Pünktlich wie ein Maurer betritt Dr. Theo Waigel um 19.29 Uhr den Saal des Maximilian-Kolbe-Hauses, der bis auf den allerletzten Platz besetzt ist. Sofort brandet freundlicher Beifall auf. Der frühere Bundesfinanzminister ist gekommen, um beim Neujahrsempfang der Memminger CSU zu sprechen.

Entspannt und gelassen wirkt er, der frühere Vorsitzende der Christlich-Sozialen Union. Vom Rednerpult aus verteilt er gleich Komplimente: Er habe viele Anfragen bekommen. Doch er habe nur für zwei Neujahrsempfänge zugesagt: in Nesselwang, "weil ich dort 1950 als Ministrant meine erste Bergtour gemacht habe" - und eben in Memmingen. Selbst dem Ministerpräsidenten habe er abgesagt, erzählt der 69-Jährige augenzwinkernd. Die Bitte von Josef Miller wollte er dagegen nicht abschlagen, denn: "Du warst stets einer meiner zuverlässigsten Kameraden. Deswegen hast Du immer einen gut bei mir", wendet sich Waigel dem ehemaligen bayerischen Landwirtschaftsminister zu, der in der ersten Reihe sitzt.

Kein Blatt vor dem Mund

Doch dann ist erstmal Schluss mit lustig, und das langjährige Mitglied des Kabinetts von Kanzler Helmut Kohl fordert Vertrauen ein. Denn das sei in den vergangenen Monaten auf mehreren Ebenen verloren gegangen. Bei den Banken etwa. Aber auch bei den Wählern in ihrem Verhältnis zur CSU. Wie so oft an diesem Abend nimmt der promovierte Jurist auch jetzt kein Blatt vor den Mund: Die massiven Verluste der Union bei der Landtagswahl seien kein Zufall gewesen, "die hat uns nicht einfach der Wind hergeweht".

Der frühere Vorsitzende empfiehlt seiner Partei, auch mal zuzugeben, "dass wir nicht immer alles optimal gemacht haben". Das kommt an bei der Basis im Saal. Sie spendet Waigel spontan Beifall. Schallendes Gelächter erntet er, als er spitzzüngige Seitenhiebe austeilt. Dabei bekommen beileibe nicht nur Oskar Lafontaine und Gregor Gysi ihr Fett ab.

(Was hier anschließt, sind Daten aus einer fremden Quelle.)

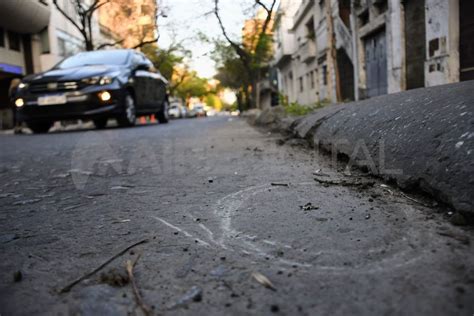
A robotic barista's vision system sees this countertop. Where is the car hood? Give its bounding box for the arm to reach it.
[23,65,124,83]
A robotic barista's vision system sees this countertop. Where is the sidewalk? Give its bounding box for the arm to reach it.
[250,81,474,217]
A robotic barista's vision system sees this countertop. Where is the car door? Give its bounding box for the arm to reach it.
[132,53,149,112]
[142,55,168,112]
[140,54,158,113]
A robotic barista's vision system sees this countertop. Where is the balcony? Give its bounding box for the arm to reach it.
[293,0,315,30]
[273,34,294,67]
[0,0,51,34]
[299,39,316,64]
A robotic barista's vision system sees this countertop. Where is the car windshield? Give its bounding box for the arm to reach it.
[54,50,128,69]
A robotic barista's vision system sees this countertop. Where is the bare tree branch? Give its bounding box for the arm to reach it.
[133,35,160,49]
[96,39,124,49]
[214,0,248,59]
[53,0,84,33]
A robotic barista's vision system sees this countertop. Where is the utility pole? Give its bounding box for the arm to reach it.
[326,0,342,102]
[351,0,359,101]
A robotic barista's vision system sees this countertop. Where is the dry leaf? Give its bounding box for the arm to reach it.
[252,272,276,291]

Sondern beispielsweise auch die aktuelle Staatsregierung: "Zum 30. Dezember sind 395 Millionen Euro der Siemens-Bußgelder in die Staatskasse geflossen. Aber der Finanzminister hat das noch gar niemandem gesagt. Der wird doch nicht etwa alles für die Landesbank brauchen?", fragt Theo Waigel rhetorisch in die Runde.

Obwohl er die "Riesenprobleme, vor denen wir stehen" nicht verhehlt, will er erst gar nicht in Schwarzmalerei verfallen, sondern verbreitet Zuversicht: "Es besteht durchaus die Chance, dass wir nach der aktuellen Rezessionsphase in der zweiten Hälfte des Jahres wieder Wachstum bekommen."

Der von Josef Miller zu Beginn als "weltweit anerkannter Mann" vorgestellte Waigel holt nun weit aus, erzählt humorvolle Anekdoten, lässt die Zuhörer an seinem breiten Erfahrungsschatz teilhaben, berichtet von seinen Treffen mit dem ehemaligen US-Notenbankchef Alan Greenspan und dem früheren israelischen Ministerpräsidenten Jitzchak Rabin.

Die aktuelle Entwicklung im Nahen Osten bereite ihm große Sorge, gesteht Waigel. Das gelte auch für internationale Krisenherde wie Afghanistan. Trotz alledem: "Wir dürfen niemals aufgeben, den Frieden zu suchen", betont er am Ende seiner Ausführungen.

"Du hast Mut gemacht und Hoffnung verbreitet. Wohl niemand hat heute Abend bereut, gekommen zu sein", bescheinigt ihm schließlich sein Parteifreund Josef Miller.